Die Auswahl der richtigen Sportart ist natürlich individuell ganz unterschiedlich und spielt gerade bei stark Übergewichtigen, bei älteren Menschen und bei Personen mit gesundheitlichen Problemen eine sehr wichtige Rolle (2).  Ältere Personen und Personen mit bereits erlittenen Herzinfakt sollten sich vor dem Beginn einer sportlichen Aktivität auf ihre Sporttauglichkeit vom Arzt untersuchen lassen.
Allerdings muß an dieser Stelle gesagt werden, daß es für jeden die geeignete Methode gibt, um definitiv vorliegenden Bewegungsmangel mit regelmäßigem Bewegungstraining auszugleichen.
(siehe auch der Kalorienverbrauch bei bestimmten Sportarten)

Ernährungsempfehlungen.

In der heutigen Medienlandschaft wird der Abnehmewillige mit einer schier unüberschaubaren Vielzahl von Diäten ( man schätzt über 500 Diäten) , mit so klangvollen Namen wie Wohlfühl-, Vitamin-, Immun- oder Astro-Diät u.v.a., konfrontiert. Die meisten dieser Diäten vermitteln dem Verbraucher den Eindruck, sie seien gesund, weil 'ausgewogen' und nach den neusten Erkenntnissen der Ernährungswissenschaft komponiert, und garantieren zudem innerhalb kürzester Zeit, viele Kilos abzunehmen (10).
Zum größten Teil sind diese Diäten aber schlichtweg eine grobe Verbrauchertäuchung, vorallem dann, wenn sie mit irgendwelchen pseudowissenschaftlichen Argumente daher kommen ( z.b. Fettdiäten wie die Dr. Atkin's-, Lutz-, Dr. Rieglers- Diät u.a. oder Proteindiäten wie die Hollywood-, Mayo-, Max-Planck,- Streß-, Gayelord-Hauser- Diät u.a).
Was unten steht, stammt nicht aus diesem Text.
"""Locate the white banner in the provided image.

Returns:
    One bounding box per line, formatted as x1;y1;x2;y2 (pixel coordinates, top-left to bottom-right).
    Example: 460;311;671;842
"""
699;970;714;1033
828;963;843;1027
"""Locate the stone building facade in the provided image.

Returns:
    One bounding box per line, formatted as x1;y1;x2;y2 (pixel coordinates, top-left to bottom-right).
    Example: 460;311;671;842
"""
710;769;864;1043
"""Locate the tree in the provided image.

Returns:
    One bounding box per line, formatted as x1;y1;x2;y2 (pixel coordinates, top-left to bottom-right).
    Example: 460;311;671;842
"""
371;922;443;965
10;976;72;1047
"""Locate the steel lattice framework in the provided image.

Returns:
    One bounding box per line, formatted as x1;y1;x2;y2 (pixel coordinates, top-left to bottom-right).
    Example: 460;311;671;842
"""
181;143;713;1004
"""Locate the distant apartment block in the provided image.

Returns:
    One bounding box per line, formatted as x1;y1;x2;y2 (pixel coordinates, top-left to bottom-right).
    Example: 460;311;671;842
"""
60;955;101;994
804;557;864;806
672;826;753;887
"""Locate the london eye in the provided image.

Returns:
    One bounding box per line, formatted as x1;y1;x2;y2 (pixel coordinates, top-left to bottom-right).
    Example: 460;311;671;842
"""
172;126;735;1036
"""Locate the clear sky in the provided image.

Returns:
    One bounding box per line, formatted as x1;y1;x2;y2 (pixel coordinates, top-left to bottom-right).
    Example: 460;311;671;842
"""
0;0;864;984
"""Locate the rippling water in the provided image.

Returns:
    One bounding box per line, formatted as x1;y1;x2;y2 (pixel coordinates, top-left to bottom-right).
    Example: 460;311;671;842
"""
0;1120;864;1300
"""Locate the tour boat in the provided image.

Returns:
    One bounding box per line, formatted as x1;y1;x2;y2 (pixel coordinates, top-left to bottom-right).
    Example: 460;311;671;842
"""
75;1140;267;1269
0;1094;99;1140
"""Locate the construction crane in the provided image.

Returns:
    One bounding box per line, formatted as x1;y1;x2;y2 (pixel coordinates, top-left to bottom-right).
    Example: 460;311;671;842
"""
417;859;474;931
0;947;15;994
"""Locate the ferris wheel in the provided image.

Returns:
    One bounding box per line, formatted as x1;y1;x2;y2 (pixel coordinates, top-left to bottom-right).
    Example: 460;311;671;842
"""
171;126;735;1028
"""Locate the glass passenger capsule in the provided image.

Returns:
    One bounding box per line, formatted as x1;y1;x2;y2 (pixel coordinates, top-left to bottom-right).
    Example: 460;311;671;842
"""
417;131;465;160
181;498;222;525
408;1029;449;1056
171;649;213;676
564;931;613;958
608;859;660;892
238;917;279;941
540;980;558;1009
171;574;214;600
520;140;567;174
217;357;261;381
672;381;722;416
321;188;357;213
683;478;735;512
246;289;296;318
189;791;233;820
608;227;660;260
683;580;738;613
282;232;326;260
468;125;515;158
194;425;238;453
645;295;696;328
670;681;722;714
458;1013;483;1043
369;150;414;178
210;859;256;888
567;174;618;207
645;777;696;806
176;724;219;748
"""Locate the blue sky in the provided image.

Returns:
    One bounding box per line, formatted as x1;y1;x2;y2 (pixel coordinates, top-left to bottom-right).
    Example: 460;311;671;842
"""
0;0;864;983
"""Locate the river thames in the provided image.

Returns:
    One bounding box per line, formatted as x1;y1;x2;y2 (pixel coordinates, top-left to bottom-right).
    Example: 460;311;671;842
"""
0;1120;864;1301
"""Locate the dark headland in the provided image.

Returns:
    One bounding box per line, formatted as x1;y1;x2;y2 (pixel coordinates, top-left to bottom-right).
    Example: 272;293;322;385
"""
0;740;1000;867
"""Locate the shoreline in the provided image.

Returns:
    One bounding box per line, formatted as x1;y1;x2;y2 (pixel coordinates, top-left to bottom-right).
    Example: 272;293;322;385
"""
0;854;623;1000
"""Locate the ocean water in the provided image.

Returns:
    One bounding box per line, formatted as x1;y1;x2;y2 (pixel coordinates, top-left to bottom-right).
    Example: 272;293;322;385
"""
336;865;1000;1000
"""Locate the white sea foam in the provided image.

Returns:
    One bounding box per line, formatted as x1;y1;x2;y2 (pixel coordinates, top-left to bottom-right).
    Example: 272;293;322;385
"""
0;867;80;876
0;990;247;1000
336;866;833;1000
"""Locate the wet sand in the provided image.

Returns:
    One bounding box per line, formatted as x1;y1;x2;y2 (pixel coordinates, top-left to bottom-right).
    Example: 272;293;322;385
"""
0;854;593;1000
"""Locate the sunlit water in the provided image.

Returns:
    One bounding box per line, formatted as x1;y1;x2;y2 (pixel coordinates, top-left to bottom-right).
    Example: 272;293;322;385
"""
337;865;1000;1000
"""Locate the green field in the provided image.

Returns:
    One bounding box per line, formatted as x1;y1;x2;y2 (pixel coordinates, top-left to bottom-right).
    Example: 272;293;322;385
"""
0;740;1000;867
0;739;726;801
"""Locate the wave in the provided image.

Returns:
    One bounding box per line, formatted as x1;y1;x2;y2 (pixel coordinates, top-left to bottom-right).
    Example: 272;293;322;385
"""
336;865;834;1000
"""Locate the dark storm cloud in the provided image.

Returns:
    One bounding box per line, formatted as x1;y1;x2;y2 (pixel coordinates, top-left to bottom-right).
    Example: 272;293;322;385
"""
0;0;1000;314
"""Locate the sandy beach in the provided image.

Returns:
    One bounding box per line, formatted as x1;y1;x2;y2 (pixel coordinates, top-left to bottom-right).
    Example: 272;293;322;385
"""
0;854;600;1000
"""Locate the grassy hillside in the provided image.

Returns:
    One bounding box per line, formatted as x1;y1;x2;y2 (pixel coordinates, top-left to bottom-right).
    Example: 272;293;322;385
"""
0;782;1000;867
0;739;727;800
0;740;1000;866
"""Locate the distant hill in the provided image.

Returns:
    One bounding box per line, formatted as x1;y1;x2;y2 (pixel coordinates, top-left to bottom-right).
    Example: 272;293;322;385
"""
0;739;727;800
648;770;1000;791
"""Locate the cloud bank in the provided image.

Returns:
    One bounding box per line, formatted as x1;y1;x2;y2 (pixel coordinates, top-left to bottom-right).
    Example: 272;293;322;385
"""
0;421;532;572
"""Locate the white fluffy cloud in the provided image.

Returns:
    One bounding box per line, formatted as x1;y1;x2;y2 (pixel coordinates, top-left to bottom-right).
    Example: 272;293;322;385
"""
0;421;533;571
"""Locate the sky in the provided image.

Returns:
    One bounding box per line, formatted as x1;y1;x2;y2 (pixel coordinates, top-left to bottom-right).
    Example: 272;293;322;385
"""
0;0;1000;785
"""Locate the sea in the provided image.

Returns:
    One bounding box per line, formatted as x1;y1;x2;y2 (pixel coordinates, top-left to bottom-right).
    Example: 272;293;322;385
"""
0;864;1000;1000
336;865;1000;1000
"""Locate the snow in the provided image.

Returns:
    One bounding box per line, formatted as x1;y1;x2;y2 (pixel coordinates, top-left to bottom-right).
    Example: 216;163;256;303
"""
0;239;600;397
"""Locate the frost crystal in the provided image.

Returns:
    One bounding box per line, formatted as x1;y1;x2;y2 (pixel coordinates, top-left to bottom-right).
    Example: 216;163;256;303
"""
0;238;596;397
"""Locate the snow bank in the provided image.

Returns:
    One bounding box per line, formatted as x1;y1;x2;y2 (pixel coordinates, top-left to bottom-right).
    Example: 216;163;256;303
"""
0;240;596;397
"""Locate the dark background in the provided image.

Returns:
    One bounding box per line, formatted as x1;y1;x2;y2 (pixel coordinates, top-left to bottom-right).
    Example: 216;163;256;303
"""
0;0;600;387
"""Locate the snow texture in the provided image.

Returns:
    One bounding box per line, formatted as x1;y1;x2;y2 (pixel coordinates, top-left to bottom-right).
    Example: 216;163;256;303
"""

Weil diese Diäten gegen alle wissenschaftliche Erkenntnissen und biologischen Gegebenheiten des Menschen verstoßen, kann es auch nicht wundern wenn das folgende Zitat   von Albert Stunkard (Psychiatrieprofessor an der Universität von Pennsylvania) voll zutrifft: "Von denjenigen, die sich zu einer Diät entschlossen haben, brechen die meisten ab. Von jenen, die bleiben, nehmen die wenigsten ab. Von jenen, die abnehmen, nehmen die meisten wieder zu." (10)
Leider ist es mir an dieser Stelle nicht möglich, Empfehlungen für die geeignete Diät zugeben, um erfolgreich und dauerhaft abzunehmen, weil sich die Methoden zur Gewichtsreduktion  für jeden Abnehmewilligen anders gestalten. So kann ich nur auf die Literatur ( empfehlenswerte Literatur) verweisen bzw. die Empfehlung an alle Abnehmewilligen  geben, einen Ernährungsberater aufzusuchen.